Por mais intimidantes que pareçam, os morcegos-vampiros não costumam nos incomodar. Eles só se alimentam do sangue de animais. Ou é o que pensávamos até agora.
Pesquisadores descobriram que morcegos-vampiro de pernas peludas (Diphylla ecaudata) estão se alimentando de seres humanos no nordeste do Brasil, e isso é algo que ninguém pensava ser possível.
“Ficamos bastante surpresos”, disse Enrico Bernard, da Universidade Federal de Pernambuco, ao portal New Scientist. “Esta espécie não é adaptada para se alimentar do sangue de mamíferos”.
Antes que os cientistas fizessem essa descoberta bastante perturbadora, se você tivesse que escolher uma espécie de morcego-vampiro para se preocupar mais, o morcego-vampiro comum (Desmodus rotundus) teria sido a escolha óbvia.
Existem três espécies de morcegos-vampiros, todos nativos das Américas, e o morcego-vampiro comum é o único que prefere o sangue de mamíferos.
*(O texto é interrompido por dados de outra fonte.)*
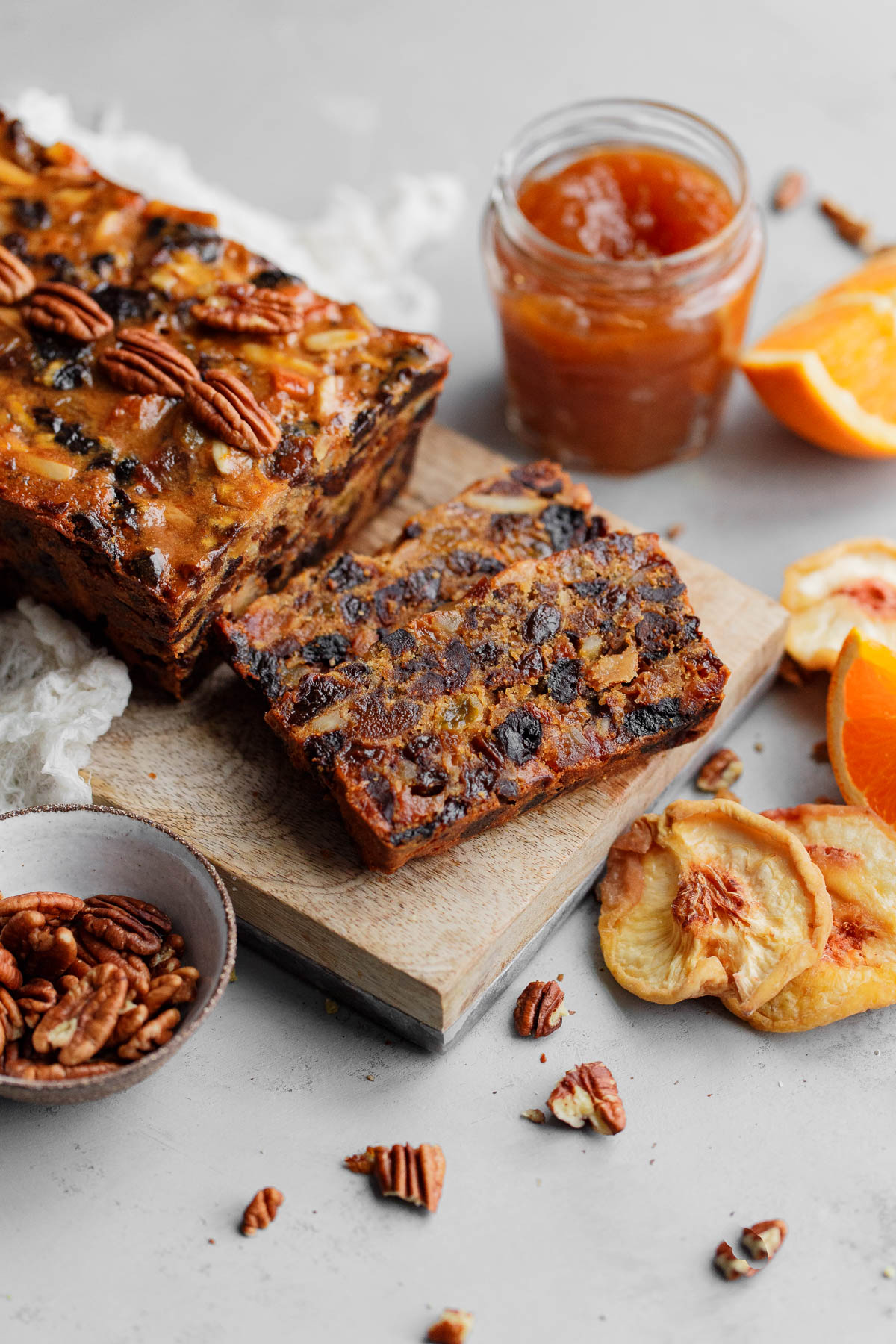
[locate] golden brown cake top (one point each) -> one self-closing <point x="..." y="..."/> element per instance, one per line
<point x="159" y="382"/>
Animais domesticados, como vacas, cavalos e porcos, são os alvos preferidos desses parasitas noturnos.
Já as espécies morcego-vampiro albino (Diaemus youngi) e morcego-vampiro de pernas peludas (Diphylla ecaudata) se alimentam principalmente de aves, como galinhas domésticas.
O que teoricamente deveria manter os seres humanos a salvo desses chupadores de sangue é o fato de que a acomodação da alimentação de aves para mamíferos é extremamente difícil.
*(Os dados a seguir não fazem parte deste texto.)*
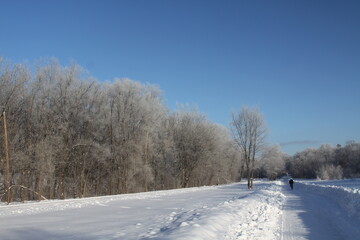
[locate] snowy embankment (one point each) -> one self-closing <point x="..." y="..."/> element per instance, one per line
<point x="346" y="193"/>
<point x="218" y="212"/>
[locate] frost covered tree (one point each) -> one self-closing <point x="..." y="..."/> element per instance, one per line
<point x="71" y="136"/>
<point x="249" y="131"/>
<point x="273" y="162"/>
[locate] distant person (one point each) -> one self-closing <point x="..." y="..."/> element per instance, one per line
<point x="291" y="182"/>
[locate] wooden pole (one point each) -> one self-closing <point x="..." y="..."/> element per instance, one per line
<point x="7" y="166"/>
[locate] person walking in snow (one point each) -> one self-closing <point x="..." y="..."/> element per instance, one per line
<point x="291" y="182"/>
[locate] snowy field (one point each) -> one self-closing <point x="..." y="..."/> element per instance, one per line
<point x="313" y="210"/>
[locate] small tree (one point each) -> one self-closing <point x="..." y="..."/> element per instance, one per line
<point x="249" y="130"/>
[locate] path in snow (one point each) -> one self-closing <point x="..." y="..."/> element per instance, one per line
<point x="271" y="211"/>
<point x="154" y="215"/>
<point x="312" y="216"/>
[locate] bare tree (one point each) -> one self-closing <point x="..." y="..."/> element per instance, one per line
<point x="249" y="130"/>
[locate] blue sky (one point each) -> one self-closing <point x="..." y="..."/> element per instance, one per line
<point x="297" y="61"/>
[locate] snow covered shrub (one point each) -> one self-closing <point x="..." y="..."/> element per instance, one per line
<point x="330" y="171"/>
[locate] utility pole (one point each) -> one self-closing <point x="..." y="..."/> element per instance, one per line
<point x="7" y="166"/>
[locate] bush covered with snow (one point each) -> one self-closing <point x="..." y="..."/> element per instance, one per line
<point x="348" y="198"/>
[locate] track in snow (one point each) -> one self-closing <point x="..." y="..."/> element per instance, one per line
<point x="309" y="215"/>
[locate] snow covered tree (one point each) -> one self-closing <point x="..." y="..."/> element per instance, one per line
<point x="249" y="131"/>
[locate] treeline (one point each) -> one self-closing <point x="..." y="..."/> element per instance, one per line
<point x="325" y="162"/>
<point x="72" y="136"/>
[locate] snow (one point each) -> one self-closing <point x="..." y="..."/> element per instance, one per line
<point x="313" y="210"/>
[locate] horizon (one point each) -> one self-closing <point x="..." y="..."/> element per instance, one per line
<point x="297" y="62"/>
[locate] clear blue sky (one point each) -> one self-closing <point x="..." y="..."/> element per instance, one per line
<point x="298" y="61"/>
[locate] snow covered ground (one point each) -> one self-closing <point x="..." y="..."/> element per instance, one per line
<point x="313" y="210"/>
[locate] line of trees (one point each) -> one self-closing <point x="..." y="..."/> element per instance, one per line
<point x="71" y="136"/>
<point x="326" y="162"/>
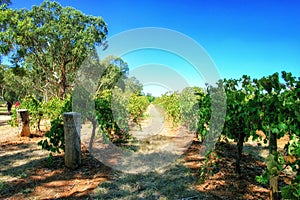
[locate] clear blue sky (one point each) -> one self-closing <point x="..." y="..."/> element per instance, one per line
<point x="242" y="36"/>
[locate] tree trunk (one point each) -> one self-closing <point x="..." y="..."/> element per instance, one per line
<point x="23" y="122"/>
<point x="72" y="126"/>
<point x="274" y="195"/>
<point x="272" y="142"/>
<point x="239" y="151"/>
<point x="94" y="123"/>
<point x="274" y="178"/>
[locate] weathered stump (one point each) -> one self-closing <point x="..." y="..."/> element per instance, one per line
<point x="72" y="139"/>
<point x="23" y="122"/>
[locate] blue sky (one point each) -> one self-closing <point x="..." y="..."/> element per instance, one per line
<point x="250" y="37"/>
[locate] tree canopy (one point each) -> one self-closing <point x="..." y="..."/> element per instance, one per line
<point x="51" y="41"/>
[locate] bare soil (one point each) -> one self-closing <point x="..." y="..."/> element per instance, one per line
<point x="25" y="173"/>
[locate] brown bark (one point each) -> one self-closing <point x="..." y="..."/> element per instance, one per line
<point x="23" y="122"/>
<point x="72" y="125"/>
<point x="239" y="151"/>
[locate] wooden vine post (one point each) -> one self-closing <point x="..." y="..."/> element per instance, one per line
<point x="23" y="122"/>
<point x="72" y="123"/>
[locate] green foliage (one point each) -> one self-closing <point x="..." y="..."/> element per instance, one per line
<point x="55" y="136"/>
<point x="50" y="40"/>
<point x="33" y="105"/>
<point x="137" y="107"/>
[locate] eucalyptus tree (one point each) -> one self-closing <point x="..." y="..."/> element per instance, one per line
<point x="51" y="41"/>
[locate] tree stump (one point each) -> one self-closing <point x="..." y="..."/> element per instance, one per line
<point x="72" y="126"/>
<point x="23" y="122"/>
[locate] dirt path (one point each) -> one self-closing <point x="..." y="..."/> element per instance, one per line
<point x="167" y="158"/>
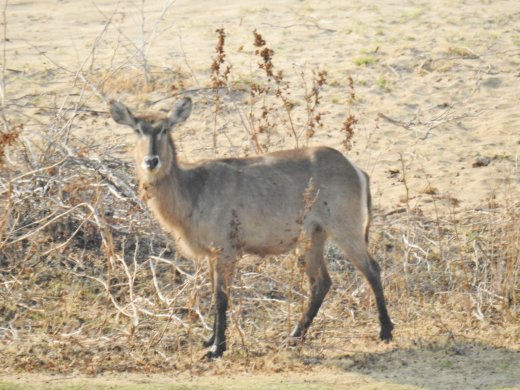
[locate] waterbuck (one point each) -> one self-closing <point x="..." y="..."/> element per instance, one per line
<point x="262" y="205"/>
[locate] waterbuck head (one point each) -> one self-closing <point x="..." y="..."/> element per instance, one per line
<point x="155" y="152"/>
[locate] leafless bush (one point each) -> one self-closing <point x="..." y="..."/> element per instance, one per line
<point x="89" y="282"/>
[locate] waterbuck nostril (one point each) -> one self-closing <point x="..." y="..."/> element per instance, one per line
<point x="151" y="162"/>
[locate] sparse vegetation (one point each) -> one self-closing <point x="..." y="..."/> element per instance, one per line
<point x="90" y="284"/>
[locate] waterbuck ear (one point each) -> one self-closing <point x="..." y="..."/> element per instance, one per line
<point x="121" y="114"/>
<point x="181" y="111"/>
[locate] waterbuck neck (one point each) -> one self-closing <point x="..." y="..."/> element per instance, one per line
<point x="165" y="191"/>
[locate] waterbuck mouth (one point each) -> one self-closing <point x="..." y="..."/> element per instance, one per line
<point x="151" y="163"/>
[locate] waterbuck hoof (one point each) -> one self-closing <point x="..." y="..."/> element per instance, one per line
<point x="214" y="353"/>
<point x="386" y="333"/>
<point x="209" y="342"/>
<point x="294" y="341"/>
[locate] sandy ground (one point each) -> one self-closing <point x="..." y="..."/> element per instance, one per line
<point x="437" y="93"/>
<point x="441" y="87"/>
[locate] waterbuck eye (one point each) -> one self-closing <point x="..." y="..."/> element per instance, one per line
<point x="139" y="129"/>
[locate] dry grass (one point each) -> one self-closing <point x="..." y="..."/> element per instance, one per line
<point x="89" y="283"/>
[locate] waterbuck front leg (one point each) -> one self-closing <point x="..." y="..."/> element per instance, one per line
<point x="222" y="279"/>
<point x="319" y="281"/>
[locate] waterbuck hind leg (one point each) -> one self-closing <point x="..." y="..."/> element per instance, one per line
<point x="223" y="276"/>
<point x="319" y="282"/>
<point x="371" y="270"/>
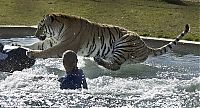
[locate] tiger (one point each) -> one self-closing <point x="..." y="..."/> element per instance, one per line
<point x="109" y="45"/>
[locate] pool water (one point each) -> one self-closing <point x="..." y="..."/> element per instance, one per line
<point x="168" y="81"/>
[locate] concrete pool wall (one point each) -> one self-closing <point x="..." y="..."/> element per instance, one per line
<point x="183" y="47"/>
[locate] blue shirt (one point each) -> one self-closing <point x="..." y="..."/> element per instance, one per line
<point x="74" y="80"/>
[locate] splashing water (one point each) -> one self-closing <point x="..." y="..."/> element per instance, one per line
<point x="167" y="81"/>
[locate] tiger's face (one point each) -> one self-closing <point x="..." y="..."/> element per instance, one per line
<point x="48" y="27"/>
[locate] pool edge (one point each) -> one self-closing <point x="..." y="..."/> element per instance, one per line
<point x="183" y="47"/>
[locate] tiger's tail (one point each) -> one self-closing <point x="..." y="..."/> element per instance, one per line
<point x="169" y="46"/>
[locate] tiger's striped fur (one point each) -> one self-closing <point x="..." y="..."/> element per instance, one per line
<point x="110" y="45"/>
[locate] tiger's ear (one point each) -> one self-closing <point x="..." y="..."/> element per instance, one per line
<point x="48" y="19"/>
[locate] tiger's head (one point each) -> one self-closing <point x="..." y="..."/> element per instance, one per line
<point x="49" y="27"/>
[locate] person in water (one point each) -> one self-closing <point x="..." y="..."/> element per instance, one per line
<point x="74" y="78"/>
<point x="14" y="59"/>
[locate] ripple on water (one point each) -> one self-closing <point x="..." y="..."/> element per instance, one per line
<point x="166" y="81"/>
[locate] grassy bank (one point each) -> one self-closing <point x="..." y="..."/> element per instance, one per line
<point x="156" y="18"/>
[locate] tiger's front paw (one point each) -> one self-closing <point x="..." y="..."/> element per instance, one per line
<point x="32" y="54"/>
Adaptações morfológicas, fisiológicas e comportamentais extremas são necessárias para que uma espécie mude de presa.
“O sangue de mamíferos e aves difere em composição, principalmente em termos de nutrientes. O sangue de pássaros, por exemplo, tem maior quantidade de água e gordura, enquanto o sangue de mamíferos é rico em matéria seca, principalmente proteínas”, explica Bernard.
Estudos sobre a fisiologia alimentar do morcego-vampiro comum mostraram que esta espécie possui características fisiológicas que permitem maior eficiência no processamento de proteínas.
Por outro lado, espécies com preferência por sangue de pássaros, como D. youngi e D. ecaudata, têm maior capacidade de processar e usar grandes quantidades de gordura encontradas no sangue de suas presas.
Improvável
Experimentos anteriores mostraram que, quando apenas sangue de porco e cabra estava disponível para morcegos acostumados com o sangue de aves, muitos deles optaram por jejuar em vez de diversificar a sua dieta. Em alguns casos, até morreram de fome.
No entanto, quando Bernard e sua equipe investigaram as dietas de uma colônia de morcegos-vampiros de pernas peludas nas florestas secas da Caatinga, no nordeste do Brasil, a análise genética de 15 amostras fecais mostrou DNA de aves – conforme esperado -, enquanto 3 dessas amostras também continham uma mistura de DNA humano e aviário, evidência de que esses indivíduos tinham se alimentado de ambos.
Curiosamente, as presas mais comuns desses morcegos – as aves jacu-verdadeiro, jaó-do-litoral e pomba-asa-branca – têm desaparecido da área devido ao desmatamento e à caça.
As aves domesticadas, como as galinhas, são provavelmente a opção mais tentadora diante das grandes aves selvagens. E, como muitos dos habitantes locais mantêm suas galinhas em contato próximo, os morcegos desesperados podem ter desenvolvido um gosto por humanos também.
Há muitas perguntas em aberto aqui. A principal é como exatamente esta colônia de morcegos é capaz de processar o sangue de seres humanos, quando evoluiu para digerir o sangue rico em gordura de pássaros em vez disso.
Outra questão é se isso poderia representar um sério risco para seus novos alvos humanos.
Daniel Becker, da Universidade da Geórgia, nos EUA, que não esteva envolvido no estudo, disse que essa espécie de morcego já transportou o hantavírus no passado, o que pode ser fatal para seres humanos infectados.